Extract text, glyphs, words and metrics from PDF documents with PHP

SetaPDF-Extractor

Extract text, glyphs, words and metrics from PDF documents with PHP

Downloads and Changelogs of the SetaPDF-Extractor

The following table will show you all changelogs and available downloads of the SetaPDF-Extractor component.
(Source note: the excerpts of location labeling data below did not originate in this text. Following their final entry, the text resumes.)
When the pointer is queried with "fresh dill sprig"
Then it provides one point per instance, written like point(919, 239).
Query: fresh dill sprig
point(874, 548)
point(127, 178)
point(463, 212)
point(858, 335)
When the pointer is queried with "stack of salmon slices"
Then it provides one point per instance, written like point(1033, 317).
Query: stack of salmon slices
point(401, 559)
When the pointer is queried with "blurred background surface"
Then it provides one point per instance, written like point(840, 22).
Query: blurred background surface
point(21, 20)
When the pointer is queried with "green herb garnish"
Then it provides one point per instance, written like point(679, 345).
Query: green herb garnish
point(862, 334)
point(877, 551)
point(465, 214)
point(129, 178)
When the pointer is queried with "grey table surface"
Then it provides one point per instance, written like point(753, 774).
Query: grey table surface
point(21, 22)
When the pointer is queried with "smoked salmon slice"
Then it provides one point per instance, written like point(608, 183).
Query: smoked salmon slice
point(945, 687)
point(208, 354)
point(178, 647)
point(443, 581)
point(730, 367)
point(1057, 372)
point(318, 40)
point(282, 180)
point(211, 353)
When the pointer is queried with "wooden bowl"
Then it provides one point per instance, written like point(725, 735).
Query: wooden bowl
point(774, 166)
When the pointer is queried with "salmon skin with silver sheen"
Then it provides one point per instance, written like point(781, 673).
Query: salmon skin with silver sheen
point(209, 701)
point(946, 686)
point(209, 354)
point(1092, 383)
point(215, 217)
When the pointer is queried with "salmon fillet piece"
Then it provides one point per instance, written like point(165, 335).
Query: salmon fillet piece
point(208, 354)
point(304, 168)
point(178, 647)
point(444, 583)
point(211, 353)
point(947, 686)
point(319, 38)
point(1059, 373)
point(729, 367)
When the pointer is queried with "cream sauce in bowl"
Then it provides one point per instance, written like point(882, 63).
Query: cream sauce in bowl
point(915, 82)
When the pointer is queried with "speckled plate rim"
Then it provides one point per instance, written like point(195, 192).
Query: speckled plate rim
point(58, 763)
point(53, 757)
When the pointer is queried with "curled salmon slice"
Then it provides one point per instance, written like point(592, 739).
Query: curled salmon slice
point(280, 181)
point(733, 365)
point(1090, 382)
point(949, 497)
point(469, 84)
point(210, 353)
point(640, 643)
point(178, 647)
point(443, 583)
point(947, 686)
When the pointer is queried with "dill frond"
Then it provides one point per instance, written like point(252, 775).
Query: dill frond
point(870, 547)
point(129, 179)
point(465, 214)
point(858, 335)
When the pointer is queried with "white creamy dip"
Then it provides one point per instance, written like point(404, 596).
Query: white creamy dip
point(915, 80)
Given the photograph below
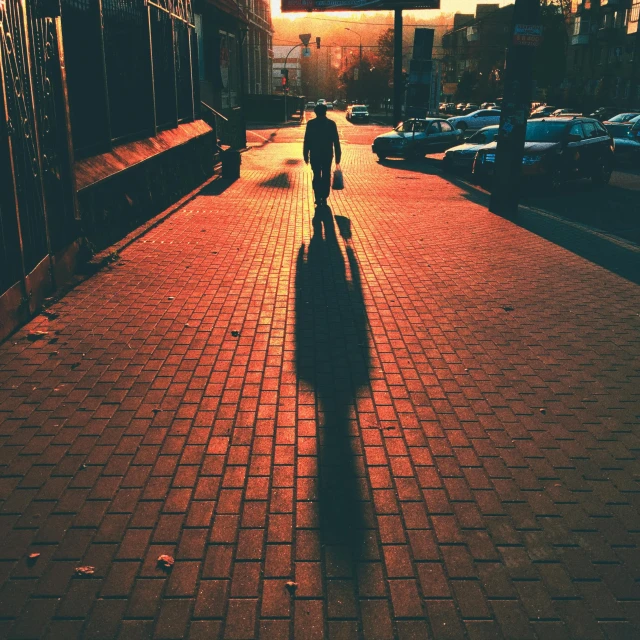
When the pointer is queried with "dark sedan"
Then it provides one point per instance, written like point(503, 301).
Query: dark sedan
point(462, 156)
point(626, 143)
point(415, 138)
point(557, 150)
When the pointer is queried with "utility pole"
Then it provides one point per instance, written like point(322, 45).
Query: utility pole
point(397, 67)
point(526, 34)
point(304, 42)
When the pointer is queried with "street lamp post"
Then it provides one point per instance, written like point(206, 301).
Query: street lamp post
point(304, 42)
point(286, 86)
point(360, 64)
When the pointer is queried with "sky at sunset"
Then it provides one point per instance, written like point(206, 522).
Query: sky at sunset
point(447, 6)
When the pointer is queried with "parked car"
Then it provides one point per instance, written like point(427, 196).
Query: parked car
point(604, 113)
point(557, 150)
point(622, 117)
point(558, 113)
point(476, 120)
point(542, 112)
point(415, 138)
point(626, 145)
point(462, 156)
point(357, 113)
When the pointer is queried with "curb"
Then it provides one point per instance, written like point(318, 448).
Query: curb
point(105, 257)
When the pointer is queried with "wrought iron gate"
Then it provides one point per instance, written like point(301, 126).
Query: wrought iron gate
point(36, 210)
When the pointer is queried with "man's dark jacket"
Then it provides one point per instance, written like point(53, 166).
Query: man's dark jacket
point(320, 138)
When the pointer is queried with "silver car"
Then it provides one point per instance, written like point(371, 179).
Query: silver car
point(462, 156)
point(415, 138)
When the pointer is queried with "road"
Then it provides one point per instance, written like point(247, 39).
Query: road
point(614, 209)
point(396, 417)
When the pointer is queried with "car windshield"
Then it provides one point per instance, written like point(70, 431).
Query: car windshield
point(623, 117)
point(618, 130)
point(483, 136)
point(545, 131)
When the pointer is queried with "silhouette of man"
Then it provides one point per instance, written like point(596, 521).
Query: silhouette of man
point(320, 139)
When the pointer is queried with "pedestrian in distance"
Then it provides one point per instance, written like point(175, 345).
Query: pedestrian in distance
point(320, 140)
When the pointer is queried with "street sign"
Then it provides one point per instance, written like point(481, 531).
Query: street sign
point(527, 35)
point(291, 6)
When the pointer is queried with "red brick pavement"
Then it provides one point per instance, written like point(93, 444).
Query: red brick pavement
point(424, 415)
A full overview of all your licenses is available in your personal Pickup Depot.

SetaPDF-Extractor

Version 2.48.0.2155

Release date: 2025-06-19
SetaPDF-Extractor Component
Feature
  • Added Extractor::getResultByPage() method.
  • Added getResultByTextItems() method to all available strategies to allow filtering a result several times.
  • Added Extractor::getTextItemsByPage() method.
Bugfix
  • Fixed infinite loop through circular references in form XObjects.
Tweak
  • Changed all internal used class names to new namespaced variation.
SetaPDF-Core Component
Feature
  • Added support for Tiff predictor (only 8 bits-per-component).
Bugfix
  • Fixed cleanup of XMP packet wrapper.
  • Fixed creation of compressed object streams for new created objects.
  • Fixed behavior in creation of object streams with objects of foreign document instances which are referenced later again.
  • Ensure a stream object in Page::toXObject() to prevent "__clone method called on non-object" error (raised only in faulty documents).
Tweak
  • Changed all internal used class names to new namespaced variation.
  • Moved Kids array in tree structures into an indirect object instead of a direct object.
  • Cache IDTree instance in StructTreeRoot class.
  • Removed unnecessary memoization of cross-reference entries to save memory.
  • Optimized the creation of compressed cross-reference streams in view to memory consumption.
  • Changed parsing of hex strings to a token-based form to ignore whitespaces and comments directly.